Time capsule from 1937 opened at Ministry Sacred Heart Hospital
On Monday, June 30, Ministry Health Care was delighted to be a part of the opening of a time capsule originally placed at Sacred Heart Hospital in Tomahawk in 1937. The time capsule was discovered thanks to the efforts of Marc Lietha and Meka Pennington, who purchased the building about 10 years ago and found it behind a cornerstone.
“We are grateful for all they have done to preserve this important artifact and thank them for allowing us to share the opening of the time capsule for the first time in 77 years with our associates, community members, volunteers and media,” said Matt Thompson, Ministry Health Care Public Relations and Communications Manager. “Marc’s careful attention to detail and his desire to help preserve the history of Tomahawk and the Sisters of the Sorrowful Mother brought everyone together for this special celebration and opening.”
What they found after removing the metal cover unearthed a great amount of religious artifacts from the era. Items in the 77-year-old time capsule included a well-preserved Catholic Daily Tribune newspaper from May 25, 1937, a list of hospital representatives including the names of 22 Sisters of the Sorrowful Mother on Sacred Heart Hospital letterhead, a Sisters of the Sorrowful Mother 50th anniversary pin which included the dates 1883-1933, a pamphlet, miniature statues, a pendant, and a hand-written letter which was left folded to ensure the integrity of the paper. Other items included medallions, old pictures, and inside the cover of the time capsule was an unidentified autograph. While many items survived the box, some had disintegrated over the 77 years.
Once the contents were revealed to a crowd of approximately 50 people, Mr. Lietha announced he and Ms. Pennington were generously donating the time capsule and contents to the Sisters of the Sorrowful Mother, and Sister Lois Bush who was in attendance and assisted in revealing the items.
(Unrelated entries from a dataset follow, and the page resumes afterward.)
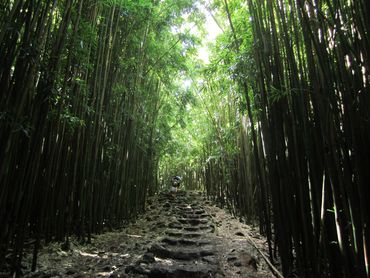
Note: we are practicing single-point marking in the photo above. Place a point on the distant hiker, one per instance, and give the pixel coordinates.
(175, 184)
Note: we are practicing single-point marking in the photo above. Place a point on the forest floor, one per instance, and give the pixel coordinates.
(178, 237)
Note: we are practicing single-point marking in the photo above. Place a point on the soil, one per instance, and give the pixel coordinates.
(181, 236)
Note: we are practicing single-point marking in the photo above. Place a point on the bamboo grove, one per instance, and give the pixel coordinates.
(94, 116)
(296, 120)
(80, 90)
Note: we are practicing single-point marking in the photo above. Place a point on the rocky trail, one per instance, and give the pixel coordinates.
(184, 236)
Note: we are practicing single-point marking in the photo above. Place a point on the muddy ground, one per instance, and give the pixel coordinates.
(185, 236)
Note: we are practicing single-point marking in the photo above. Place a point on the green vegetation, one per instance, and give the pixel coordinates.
(102, 101)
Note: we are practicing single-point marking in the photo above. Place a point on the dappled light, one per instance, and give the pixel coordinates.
(260, 110)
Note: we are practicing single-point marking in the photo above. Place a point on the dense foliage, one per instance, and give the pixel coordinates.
(102, 101)
(81, 85)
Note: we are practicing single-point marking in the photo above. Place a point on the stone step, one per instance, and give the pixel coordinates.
(193, 221)
(184, 253)
(184, 234)
(185, 241)
(162, 269)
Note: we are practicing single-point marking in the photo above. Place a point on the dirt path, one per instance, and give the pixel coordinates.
(176, 237)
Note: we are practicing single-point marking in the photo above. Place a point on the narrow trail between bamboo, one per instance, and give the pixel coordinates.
(185, 236)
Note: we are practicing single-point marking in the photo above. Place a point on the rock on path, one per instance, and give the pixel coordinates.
(176, 237)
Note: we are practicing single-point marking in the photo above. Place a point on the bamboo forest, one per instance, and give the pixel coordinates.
(259, 109)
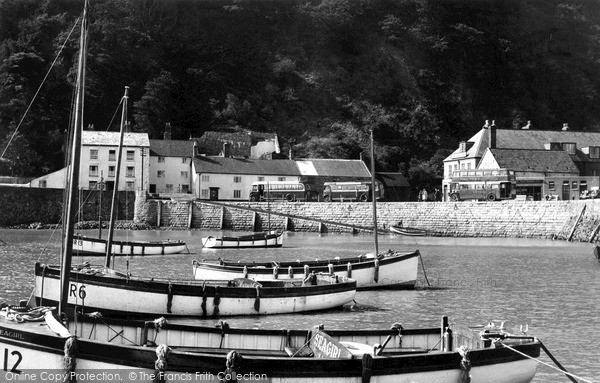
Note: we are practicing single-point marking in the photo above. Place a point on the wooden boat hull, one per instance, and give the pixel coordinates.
(32, 348)
(391, 270)
(88, 246)
(261, 240)
(410, 231)
(116, 294)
The items will be stored and displayed in the Sisters’ archives in Oshkosh. “It was very admirable of Marc and Meka to donate the time capsule to the Sisters,” said Sister Lois Bush. “Their generosity will allow us to learn more about those who helped build the foundation for healthcare in the Tomahawk and surrounding communities. It is fitting that we opened the time capsule now, near the 30th anniversary of Ministry Health Care. Ministry was established to preserve healthcare in our communities such as Tomahawk where there is such a close relationship between the community and the hospital and clinic.”
The tradition of Sacred Heart Hospital dates back to 1893 when the Rev. Charles Hoogstoel, pastor at St. Mary’s parish, learned that the Sisters of the Sorrowful Mother were planning a hospital in Rhinelander. He pleaded that they begin one in Tomahawk as well. The higher superiors of the Community of the Sisters of the Sorrowful Mother were pleased with the prospect and permission was granted from Bishop Messmer and Mother Frances Streitel.
Fr. Joseph Joch arrived in Tomahawk from Marshfield on Oct. 19, 1893, along with Sisters M. Anna Niegel, superior, M. Alexia Bauer, cook, M. Gabriela Ortlieb, portress, M. Clementia Baes, and later M. Dionysia Griebel, nurses. They started the hospital in an abandoned saloon and had their first patient the same day they arrived. The old saloon was poorly suited for a hospital and after a few months the sisters rented a home and 12 patients were admitted to Sacred Heart Hospital between Dec. 2, 1893 and Jan. 12, 1894. Donated land led to a new hospital at 216 N. 7th St. that was dedicated to the Sacred Heart of Jesus on July 20, 1894. There were two wards and two private rooms on each floor with a bed capacity of 25.
In 1928, a third story was added to provide better accommodations for the Sisters. Less than a decade later, a three-story addition on Washington Street provided 18 additional beds. At the same time, remodeling of the existing building resulted in new surgical and maternity departments and sun parlors. A new chapel was also built at this time. The chapel and addition were dedicated on Dec. 14, 1937 and the time capsule was place there.
In 1957, the Sisters of the Sorrowful Mother commissioned architects to design a new Sacred Heart Hospital. A blessing and laying of the cornerstone took place July 23, 1961. In October, 1962, patients were moved from the old building into the new facility.
Consolidation of services between Sacred Heart and Saint Mary’s Hospital, Rhinelander, occurred in 1981. The Sisters of the Sorrowful Mother believed incorporation would enhance the long-term survival and growth of both hospitals.
In 2001 Sacred Heart Hospital and Ministry Medical Group announced plans to build a new facility on West Mohawk Drive, and the current hospital was completed in 2003. During the move to the new facility, a ceremony was held to remove the time capsules from the old hospital. While the time capsule behind the 1961 cornerstone was removed, construction crews were unable to find the one set in 1937.